Samuel Sinyangwe from campaign group Campaign Zero agreed. “In cities across America, police are responding to peaceful protests with provocation, violence, and unconstitutional arrests,” he said.
Protests have taken place daily, with people blocking highways and facing down fierce police repression.
“This is an uptick,” said Osagyefo. “There’s a mix of different kinds of people on the protests, first time protesters and older activists.”
Last year police in the US killed 1,134 people.
Black people are the most likely group to be the victims of police attacks. In 2015 they were nine times more likely to be killed by police in the US than any other group.
The recent protests are a response to specific examples of police violence but also a rebellion against the system that produces violence and racism. Osagyefo said the movement is uneven.
“The Black Lives Matter movement has taken on the same meaning as the Civil Rights movement,” he said. “There are many different groups that are organising in local areas.”
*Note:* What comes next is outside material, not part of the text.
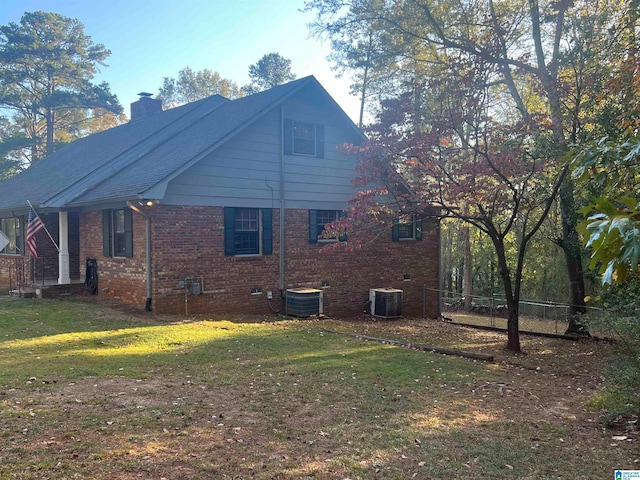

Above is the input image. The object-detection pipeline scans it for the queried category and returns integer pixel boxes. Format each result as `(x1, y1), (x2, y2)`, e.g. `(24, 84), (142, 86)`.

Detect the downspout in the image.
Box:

James Flint was until recently a Black Lives Matter organiser in Oakland, California. He was on a Black Lives Matter protest in Brixton last Saturday.
James told Socialist Worker, “People are being pushed out of their homes and onto the streets.
“You can only push people so far before they start using guns.”
The recent protests are the largest in two years and have reignited a movement that has the potential to deliver social change.
They are part of the same process that has fuelled the $15 an hour movement, the protests against Donald Trump, recent high-profile strikes and support for Bernie Sanders.
The protests have exposed the hypocrisy at the heart of Barack Obama’s presidency.
His responses to the killing of police officers by an army veteran and to the state murder of unarmed black people have been wildly different.
“The vast majority of police officers are doing a really good job,” said Obama in a speech last Sunday.
He said the vast majority of officers “are trying to protect people, and do so fairly and without racial bias”.
Yet he said protesters who criticised the police could say things about cops that were “stupid or imprudent or over-harsh.”
Racism has not been fundamentally challenged by having a black president.
Yet the inspirational surge in protest contrasts with Obama’s inability to deliver justice.
“At this point I have no sense of where we’re heading,” said Osagyefo.
“But there’s a political crisis taking place in American society and the police’s response has been to continue to repress.
“So our response must be to continue to resist.”